Frequently Asked Questions

How can active learning help teach AI ethics to Primary 6 students?
Active learning makes AI ethics engaging by turning abstract ideas into experiences. Role-plays of bias scenarios let students feel impacts on 'victims,' while debates build argumentation skills. Case study stations encourage evidence-based analysis, helping students connect ethics to real Singapore contexts like Smart Nation projects. This approach boosts retention and moral reasoning over lectures.
What are examples of algorithmic bias for kids?
Algorithmic bias happens when AI favors certain groups due to flawed training data. For example, facial recognition might fail on darker skin tones if mostly trained on light-skinned faces, or hiring tools could overlook women if past data shows male dominance. Students can explore these via simplified videos and group discussions to grasp societal effects.

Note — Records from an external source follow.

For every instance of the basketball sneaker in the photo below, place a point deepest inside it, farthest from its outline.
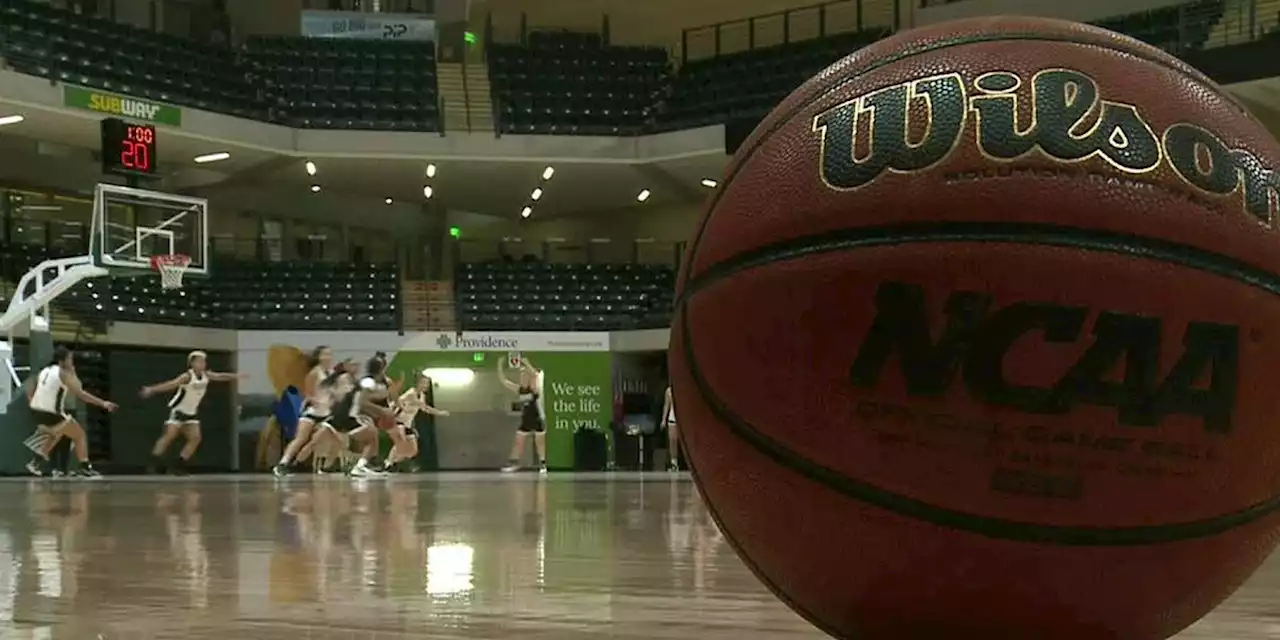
(36, 467)
(86, 472)
(364, 470)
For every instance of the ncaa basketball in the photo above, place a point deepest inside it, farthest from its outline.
(796, 319)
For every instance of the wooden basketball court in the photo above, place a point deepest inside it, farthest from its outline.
(478, 556)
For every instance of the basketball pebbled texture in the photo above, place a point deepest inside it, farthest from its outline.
(1010, 383)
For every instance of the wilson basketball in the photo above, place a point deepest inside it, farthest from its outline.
(385, 423)
(1005, 309)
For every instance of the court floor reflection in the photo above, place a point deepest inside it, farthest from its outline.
(443, 557)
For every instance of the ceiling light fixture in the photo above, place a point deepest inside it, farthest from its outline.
(213, 158)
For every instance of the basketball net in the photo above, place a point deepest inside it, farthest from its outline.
(170, 266)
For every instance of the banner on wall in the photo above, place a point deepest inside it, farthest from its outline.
(368, 26)
(576, 388)
(576, 378)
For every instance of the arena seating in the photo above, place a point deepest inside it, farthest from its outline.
(1178, 28)
(41, 40)
(558, 297)
(711, 90)
(347, 83)
(302, 82)
(572, 83)
(241, 295)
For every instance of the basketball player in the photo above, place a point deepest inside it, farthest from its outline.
(531, 420)
(371, 411)
(408, 405)
(668, 420)
(46, 397)
(321, 388)
(183, 419)
(328, 442)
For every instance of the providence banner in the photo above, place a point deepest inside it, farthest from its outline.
(484, 414)
(124, 106)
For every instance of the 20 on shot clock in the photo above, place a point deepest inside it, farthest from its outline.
(128, 149)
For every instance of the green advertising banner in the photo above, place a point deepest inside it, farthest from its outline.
(123, 106)
(576, 388)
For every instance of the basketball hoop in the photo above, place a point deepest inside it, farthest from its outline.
(170, 266)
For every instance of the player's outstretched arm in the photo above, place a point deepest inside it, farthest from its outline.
(167, 385)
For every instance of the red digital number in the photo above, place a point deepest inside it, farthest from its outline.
(135, 155)
(141, 135)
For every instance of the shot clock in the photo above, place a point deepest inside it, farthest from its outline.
(128, 149)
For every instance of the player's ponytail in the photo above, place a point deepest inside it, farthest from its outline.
(60, 355)
(314, 359)
(375, 365)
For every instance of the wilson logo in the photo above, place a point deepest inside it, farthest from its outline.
(917, 124)
(1201, 383)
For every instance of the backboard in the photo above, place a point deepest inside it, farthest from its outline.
(131, 225)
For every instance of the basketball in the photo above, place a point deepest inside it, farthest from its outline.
(385, 423)
(1004, 307)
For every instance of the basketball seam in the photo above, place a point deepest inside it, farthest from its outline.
(813, 618)
(1025, 233)
(990, 526)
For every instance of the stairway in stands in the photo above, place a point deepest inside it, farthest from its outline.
(429, 306)
(1242, 21)
(453, 95)
(465, 96)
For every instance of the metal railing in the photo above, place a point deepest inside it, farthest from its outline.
(790, 26)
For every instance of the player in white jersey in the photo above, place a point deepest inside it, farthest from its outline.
(407, 407)
(533, 417)
(324, 387)
(668, 420)
(46, 396)
(183, 417)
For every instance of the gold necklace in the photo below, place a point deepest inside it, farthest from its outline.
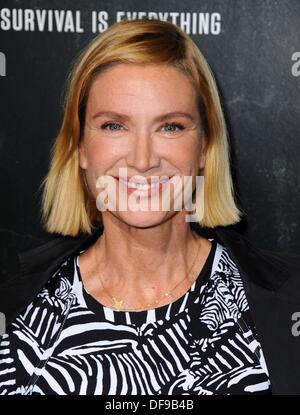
(118, 304)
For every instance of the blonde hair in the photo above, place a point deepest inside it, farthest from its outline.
(67, 204)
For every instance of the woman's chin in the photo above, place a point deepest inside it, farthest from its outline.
(143, 219)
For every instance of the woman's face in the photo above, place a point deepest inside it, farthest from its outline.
(144, 119)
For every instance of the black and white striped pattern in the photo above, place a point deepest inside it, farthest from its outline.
(65, 342)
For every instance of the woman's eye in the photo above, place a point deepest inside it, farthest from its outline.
(115, 126)
(173, 127)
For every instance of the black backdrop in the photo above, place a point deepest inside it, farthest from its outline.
(253, 48)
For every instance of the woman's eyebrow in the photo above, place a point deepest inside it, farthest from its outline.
(159, 118)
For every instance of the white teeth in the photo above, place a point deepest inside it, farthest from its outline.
(142, 186)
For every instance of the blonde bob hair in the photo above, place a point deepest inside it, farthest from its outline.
(67, 204)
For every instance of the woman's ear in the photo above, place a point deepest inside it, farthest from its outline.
(202, 158)
(82, 156)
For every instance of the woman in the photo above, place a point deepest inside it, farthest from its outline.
(144, 301)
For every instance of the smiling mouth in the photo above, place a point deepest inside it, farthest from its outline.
(147, 184)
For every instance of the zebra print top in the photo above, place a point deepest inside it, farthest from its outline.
(66, 342)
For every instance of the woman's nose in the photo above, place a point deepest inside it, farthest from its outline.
(141, 154)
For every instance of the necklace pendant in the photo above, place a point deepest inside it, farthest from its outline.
(117, 305)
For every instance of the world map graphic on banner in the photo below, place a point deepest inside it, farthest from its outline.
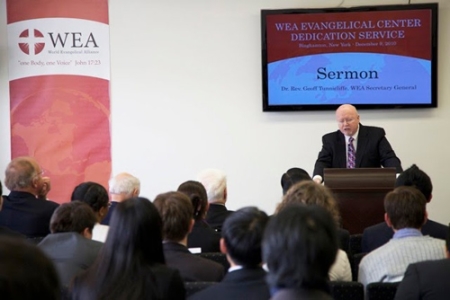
(59, 88)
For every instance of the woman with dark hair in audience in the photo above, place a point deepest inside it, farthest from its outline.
(202, 236)
(25, 272)
(293, 176)
(299, 246)
(131, 263)
(96, 196)
(310, 193)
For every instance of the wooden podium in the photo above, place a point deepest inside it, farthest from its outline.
(360, 194)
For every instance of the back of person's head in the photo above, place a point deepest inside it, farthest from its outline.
(293, 176)
(242, 234)
(413, 176)
(177, 213)
(121, 270)
(1, 197)
(25, 272)
(136, 229)
(215, 183)
(299, 246)
(447, 242)
(91, 193)
(406, 207)
(20, 173)
(125, 184)
(310, 193)
(199, 199)
(74, 216)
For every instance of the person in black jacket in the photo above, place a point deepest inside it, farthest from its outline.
(131, 264)
(215, 183)
(426, 280)
(202, 235)
(372, 148)
(379, 234)
(242, 236)
(26, 209)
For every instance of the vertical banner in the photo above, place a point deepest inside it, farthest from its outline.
(59, 76)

How does AI affect jobs in Singapore?
AI may displace routine jobs like data entry but create demand for skills in programming and AI ethics. Singapore's SkillsFuture initiative prepares workers through reskilling. Classroom predictions help students see balanced views: automation in MRT systems frees humans for oversight roles, emphasizing adaptability.
What ethical challenges come with autonomous AI decisions?
Autonomous AI, like self-driving cars choosing crash paths, raises dilemmas on prioritizing lives. Developers must code ethical rules, but biases can skew outcomes. Students debate frameworks like utilitarianism versus individual rights, linking to MOE moral reasoning for thoughtful public policy views.